We are Taught in Order to Learn, We Learn in Order to Teach..

Illness, Wellness, and Healing

Course Description:  Concepts of illness, wellness, and healing reflect the societies and cultures in which they are found. This course compares ways in which a variety of Western (e.g., France, Germany, and the United States) and non-Western (South American, African) societies and cultures think about and institutionalize health and illness.  Selected topics include:  the history of medicine, changing health and nutritional status from human prehistory to the present, social and cultural definitions of health and illness, ritual healing practices, ethnomedicine, epidemiology, the relationships of social organization and stratification to health and illness; and the social and personal construction of medical knowledge.


Course Objectives:

  • Apply critical thinking skills as they learn to analyze the ways in which illness and wellness are socially and culturally constructed.
  • Conduct research using a variety of sociological and anthropological journals,
  • Develop writing skills in production of a research report, and will enhance verbal and nonverbal communication skills in presenting information in individual presentations.
  • Use both sociological and anthropological perspectives in the analysis of illness and wellness.
  • Understand many of the issues in the contemporary debate dealing with the delivery of health care
  • Learn and reflect on personal wellness practices through writing assignments.

According to Dr. Robert Heiner, wellness courses such as this one are important because they provide opportunities for students to identify connections between life choices, personal wellness and a field of study. Students learn how to develop an appreciation for the connection between mind and body and make a commitment to life skills and life style choices.  This is learned through content and assignments from several dimensions of societal and personal wellness and their interrelationships. In this course, students will learn to show how models of illness, wellness, and healing reflect the Western and non-Western societies and cultures in which these models are found.

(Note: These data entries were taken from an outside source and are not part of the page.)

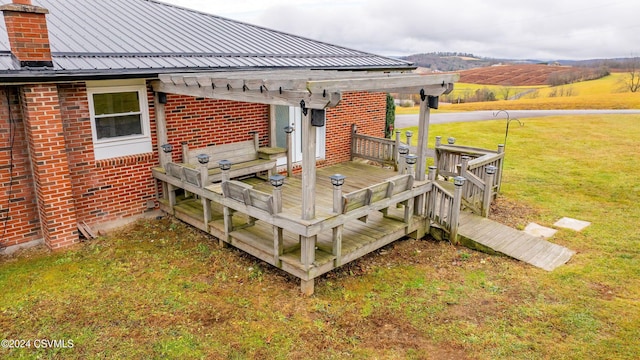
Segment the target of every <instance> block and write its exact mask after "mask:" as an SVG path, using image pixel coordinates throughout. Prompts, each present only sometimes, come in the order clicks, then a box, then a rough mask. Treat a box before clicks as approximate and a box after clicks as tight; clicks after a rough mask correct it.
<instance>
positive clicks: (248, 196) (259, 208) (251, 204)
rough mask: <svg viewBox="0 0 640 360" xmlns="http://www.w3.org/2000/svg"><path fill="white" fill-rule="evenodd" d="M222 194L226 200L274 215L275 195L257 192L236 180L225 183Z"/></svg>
mask: <svg viewBox="0 0 640 360" xmlns="http://www.w3.org/2000/svg"><path fill="white" fill-rule="evenodd" d="M222 194H223V195H224V197H226V198H230V199H233V200H236V201H239V202H241V203H243V204H245V205H247V206H253V207H256V208H258V209H260V210H262V211H266V212H268V213H269V214H273V195H271V194H267V193H264V192H262V191H258V190H255V189H254V188H253V187H252V186H251V185H247V184H245V183H243V182H240V181H236V180H230V181H225V182H223V183H222Z"/></svg>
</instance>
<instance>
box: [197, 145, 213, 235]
mask: <svg viewBox="0 0 640 360" xmlns="http://www.w3.org/2000/svg"><path fill="white" fill-rule="evenodd" d="M205 160H206V161H205ZM198 161H199V162H200V187H201V188H203V187H205V186H206V185H207V181H208V180H209V167H208V166H207V164H208V163H209V157H208V156H207V157H206V159H204V158H202V159H200V158H198ZM200 201H201V202H202V213H203V214H204V216H203V220H204V229H203V230H204V231H206V232H209V221H211V200H209V199H207V198H206V197H204V196H202V197H200Z"/></svg>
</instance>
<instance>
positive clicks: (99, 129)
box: [96, 114, 142, 139]
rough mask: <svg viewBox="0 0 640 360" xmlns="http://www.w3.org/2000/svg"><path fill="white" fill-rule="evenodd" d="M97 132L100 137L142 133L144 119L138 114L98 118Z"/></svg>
mask: <svg viewBox="0 0 640 360" xmlns="http://www.w3.org/2000/svg"><path fill="white" fill-rule="evenodd" d="M96 133H97V136H98V139H108V138H113V137H118V136H128V135H142V121H141V119H140V115H137V114H136V115H127V116H110V117H105V118H100V119H96Z"/></svg>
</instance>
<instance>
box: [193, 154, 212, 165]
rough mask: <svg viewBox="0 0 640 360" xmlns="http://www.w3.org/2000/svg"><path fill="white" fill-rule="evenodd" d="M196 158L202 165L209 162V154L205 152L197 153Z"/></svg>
mask: <svg viewBox="0 0 640 360" xmlns="http://www.w3.org/2000/svg"><path fill="white" fill-rule="evenodd" d="M196 158H198V162H199V163H200V164H203V165H204V164H206V163H208V162H209V155H207V154H199V155H197V156H196Z"/></svg>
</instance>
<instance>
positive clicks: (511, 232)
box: [458, 211, 575, 271]
mask: <svg viewBox="0 0 640 360" xmlns="http://www.w3.org/2000/svg"><path fill="white" fill-rule="evenodd" d="M458 237H459V239H460V242H461V243H462V244H464V245H465V246H468V247H470V248H473V249H476V250H480V251H483V252H489V253H501V254H504V255H507V256H510V257H512V258H515V259H518V260H520V261H524V262H526V263H529V264H531V265H534V266H536V267H539V268H542V269H544V270H547V271H552V270H554V269H555V268H557V267H559V266H561V265H563V264H565V263H566V262H567V261H569V259H571V257H572V256H573V255H574V254H575V251H573V250H570V249H567V248H565V247H564V246H560V245H557V244H554V243H551V242H549V241H547V240H544V239H543V238H541V237H536V236H532V235H529V234H527V233H525V232H523V231H519V230H516V229H513V228H511V227H509V226H506V225H503V224H499V223H497V222H495V221H493V220H489V219H487V218H484V217H482V216H478V215H475V214H472V213H471V212H467V211H463V212H462V213H461V214H460V227H459V229H458Z"/></svg>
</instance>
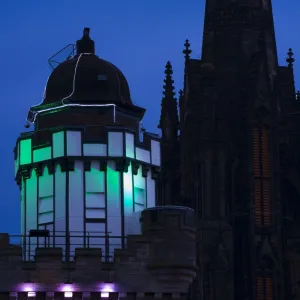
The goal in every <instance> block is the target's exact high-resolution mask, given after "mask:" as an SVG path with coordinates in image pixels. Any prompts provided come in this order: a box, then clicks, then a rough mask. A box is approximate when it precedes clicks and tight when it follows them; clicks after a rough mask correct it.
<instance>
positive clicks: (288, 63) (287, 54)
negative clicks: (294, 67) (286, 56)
mask: <svg viewBox="0 0 300 300" xmlns="http://www.w3.org/2000/svg"><path fill="white" fill-rule="evenodd" d="M287 55H288V57H287V59H286V60H285V61H286V62H287V63H288V67H289V68H293V67H294V61H295V58H294V57H293V56H294V53H293V50H292V48H290V49H289V52H288V53H287Z"/></svg>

What I Found Most Interesting:

Through out this semester what I found myself hooked on and continuing further research pertaining to medicine and disease in the third world. I found it to be extremely intriguing to learn the diverse effects of this multi-billion-dollar industry through out the world. Specifically, I had the opportunity to research AIDS within Africa. It was shocking to compare how much more advanced and funded other countries are in comparison. Lectures and assignments in class like this are what fuel my interest in global health and helping others.


Principles of Health

Course Description:

An introductory course that explores the fundamental issues related to health. Learning outcomes include understanding all the dimensions of health, the overarching foundations of health behaviors, how to access health literature, national health behavior guidelines/recommendations as well as how to begin exploring health behaviors through the use of various theories and models in health promotion.


Course Objectives:

  • Discuss health in terms of its dimensions and historical, current and future perspectives.
  • Explain the importance of a healthy lifestyle in preventing chronic disease and promoting wellness.
  • Discuss the health status of various populations.
  • Understand and analyze health behavior guidelines/recommendations and use these to promote healthy behaviors in various populations.
  • Discuss various introductory behavior change models and theories and apply these theories and models to understand and promote effective health behavior change in one’s self and others.
  • Identify and evaluate the various barriers and facilitators that influence health behaviors.
  • Provide an overarching explanation of how the following behaviors impact personal health: physical activity, nutrition, tobacco/alcohol/drug use, safe sex practices, and disease/health care management.
  • Evaluate sources of health information to determine reliability.
  • Perform a literature search and review.

What I Found Most Interesting:

As the final weeks of class have started to end I recently found myself in awe of the sexual assault and rape culture here in the United States, particularly in college. I wish to learn more about this issue b

oth in the United States and abroad. While working with families in El Salvador I listened to the stories of how rape was common and women didn’t stand a chance at reporting this issue because without their husbands they would be financially unstable. Similarly, in many instances of sexual assault and rape on the college campus, victims don’t report because their cases typically don’t get brought to trial due to the fact universities are trying to keep a good reputation. I wish to continue research and compare and contrast rape culture effects those in the U.S and beyond.

Slutwalk London - Stop Victim Blaming

RIP Nirbhaya. (UNiTE to End Violence against Women and girls!)


One thought on “We are Taught in Order to Learn, We Learn in Order to Teach..”

  1. This post did SO much to help me understand the passion that fuels your curricular curiosity these days. I really see that Global Health perspective coming through in your course choices and in the way you write about your interest in these topics.

    The images here do so much to enliven the post, too, though don’t forget to add a caption to them so we know where they came from (and hopefully they are openly licensed!!).